Mitsubishi Estate Asia head of Australia Yosuke Matsunaga said the Stockland Residential Rental Partnership and land-lease communities asset class had performed “exceptionally well” in the development period.

“As the portfolio is now largely stabilised, this divestment will allow us to recycle capital and pursue further high-quality investment opportunities in the Australian market,” he said.

Mr McCann said the sale was attracting strong local and offshore investor demand due to the opportunity to partner with Stockland and tap into Australia’s land-lease sector.

“Australia’s $12bn-plus land-lease sector is attracting major institutional and private equity capital, driven by strong demand for affordable, age-qualified housing,” he said.

“The Mitsubishi Estate Asia divestment provides an opportunity to invest in one of the country’s highest quality land-lease portfolios, alongside an operator and developer with a strong brand, over 20 years of experience in the land-lease sector and a track record of successful delivery.”

Mr Ryan said the portfolio benefited from resilient operating cashflow and annuity-style income. “An ageing population with an extended lifespan and growing retirement wealth is driving demand and supporting the premium end of the land-lease market,” Mr Ryan said.
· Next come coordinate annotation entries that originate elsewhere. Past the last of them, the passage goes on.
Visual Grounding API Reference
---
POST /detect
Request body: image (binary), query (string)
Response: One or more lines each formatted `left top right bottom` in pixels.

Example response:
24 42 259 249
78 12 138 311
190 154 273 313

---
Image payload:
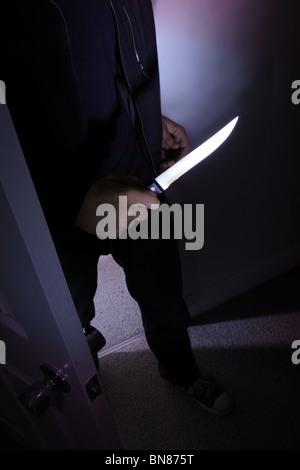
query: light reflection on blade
155 116 239 190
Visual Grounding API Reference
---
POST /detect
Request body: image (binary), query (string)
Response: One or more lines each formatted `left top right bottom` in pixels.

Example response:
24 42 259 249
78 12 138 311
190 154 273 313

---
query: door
0 104 121 450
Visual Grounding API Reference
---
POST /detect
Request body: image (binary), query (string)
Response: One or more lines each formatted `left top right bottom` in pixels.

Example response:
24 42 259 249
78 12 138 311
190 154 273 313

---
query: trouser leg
53 229 100 328
112 239 199 385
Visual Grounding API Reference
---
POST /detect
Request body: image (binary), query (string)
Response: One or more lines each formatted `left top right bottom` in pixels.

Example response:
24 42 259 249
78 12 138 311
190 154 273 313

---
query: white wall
153 0 300 316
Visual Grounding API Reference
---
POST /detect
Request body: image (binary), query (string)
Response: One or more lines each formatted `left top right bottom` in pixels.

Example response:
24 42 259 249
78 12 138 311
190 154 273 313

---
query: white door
0 104 121 450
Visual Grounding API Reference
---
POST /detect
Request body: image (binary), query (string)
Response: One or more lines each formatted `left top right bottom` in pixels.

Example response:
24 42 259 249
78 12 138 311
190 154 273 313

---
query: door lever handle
19 364 71 417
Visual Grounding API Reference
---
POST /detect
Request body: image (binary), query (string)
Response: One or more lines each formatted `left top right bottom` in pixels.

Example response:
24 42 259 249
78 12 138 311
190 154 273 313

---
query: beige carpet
93 256 300 450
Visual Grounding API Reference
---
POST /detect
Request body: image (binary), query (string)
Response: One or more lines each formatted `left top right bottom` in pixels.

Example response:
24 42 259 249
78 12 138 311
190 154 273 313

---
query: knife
147 116 239 194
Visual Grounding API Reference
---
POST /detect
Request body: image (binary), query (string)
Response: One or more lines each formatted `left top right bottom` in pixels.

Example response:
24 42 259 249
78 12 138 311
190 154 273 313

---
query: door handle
19 364 71 417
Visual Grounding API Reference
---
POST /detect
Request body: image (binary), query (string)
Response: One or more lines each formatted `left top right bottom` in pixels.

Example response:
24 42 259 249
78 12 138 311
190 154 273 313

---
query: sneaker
185 376 233 415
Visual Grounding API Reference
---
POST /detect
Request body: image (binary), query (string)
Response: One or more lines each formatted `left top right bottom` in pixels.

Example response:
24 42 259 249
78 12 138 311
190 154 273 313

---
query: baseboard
186 245 300 318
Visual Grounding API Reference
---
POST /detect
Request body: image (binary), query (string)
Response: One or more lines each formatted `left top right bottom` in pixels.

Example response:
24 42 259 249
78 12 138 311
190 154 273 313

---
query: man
0 0 232 415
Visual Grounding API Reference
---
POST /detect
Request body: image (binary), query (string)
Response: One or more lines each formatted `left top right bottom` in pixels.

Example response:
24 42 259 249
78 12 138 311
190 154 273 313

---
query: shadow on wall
154 0 300 316
154 0 280 148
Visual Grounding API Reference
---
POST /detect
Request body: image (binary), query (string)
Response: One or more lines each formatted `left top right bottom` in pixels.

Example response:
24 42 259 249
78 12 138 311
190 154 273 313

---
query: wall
153 0 300 316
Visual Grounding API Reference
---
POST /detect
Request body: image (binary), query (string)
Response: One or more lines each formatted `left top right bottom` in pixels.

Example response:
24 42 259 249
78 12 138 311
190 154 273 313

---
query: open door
0 104 121 450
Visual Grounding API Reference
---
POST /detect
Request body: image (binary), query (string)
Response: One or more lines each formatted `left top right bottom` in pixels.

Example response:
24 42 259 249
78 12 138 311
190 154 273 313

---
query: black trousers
54 229 199 385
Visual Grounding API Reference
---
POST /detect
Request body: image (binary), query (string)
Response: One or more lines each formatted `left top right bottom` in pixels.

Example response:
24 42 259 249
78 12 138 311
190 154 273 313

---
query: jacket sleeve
0 0 96 231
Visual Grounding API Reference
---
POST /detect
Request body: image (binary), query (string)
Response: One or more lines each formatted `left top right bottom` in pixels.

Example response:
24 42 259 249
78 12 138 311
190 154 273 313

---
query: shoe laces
192 377 216 397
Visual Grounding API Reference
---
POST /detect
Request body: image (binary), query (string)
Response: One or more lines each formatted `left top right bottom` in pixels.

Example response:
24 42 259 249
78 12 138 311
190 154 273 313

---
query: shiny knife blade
147 116 239 194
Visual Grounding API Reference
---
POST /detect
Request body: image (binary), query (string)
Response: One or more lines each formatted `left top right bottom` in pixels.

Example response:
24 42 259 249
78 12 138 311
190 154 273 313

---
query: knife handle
147 181 163 194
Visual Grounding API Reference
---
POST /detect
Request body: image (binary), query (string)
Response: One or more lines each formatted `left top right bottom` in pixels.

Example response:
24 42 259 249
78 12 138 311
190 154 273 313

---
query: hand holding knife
147 116 239 194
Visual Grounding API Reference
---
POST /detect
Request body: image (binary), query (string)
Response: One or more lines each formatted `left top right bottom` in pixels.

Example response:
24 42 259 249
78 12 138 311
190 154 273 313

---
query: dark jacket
0 0 161 227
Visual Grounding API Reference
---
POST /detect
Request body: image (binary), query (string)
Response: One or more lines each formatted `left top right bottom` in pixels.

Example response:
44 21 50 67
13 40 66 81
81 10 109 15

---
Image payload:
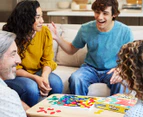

“The Stockland Residential Rental Partnership portfolio is supported by this lifestyle-focused demographic and the growing demand for community lifestyle benefits, amenity and convenience.”

Stockland, under chief executive Tarun Gupta, has made capital partnerships a priority and it retains close ties with Mitsubishi Estate Asia.

In 2023, the Japanese group struck a deal to invest in Stockland-owned housing estates. The listed company separately has a $1bn capital partnership with US giant Invesco Real Estate in the land-lease sector.

The company last year closed deals worth about $800m to bring US private equity house KKR and British funds giant M&G Real Estate into its logistics business.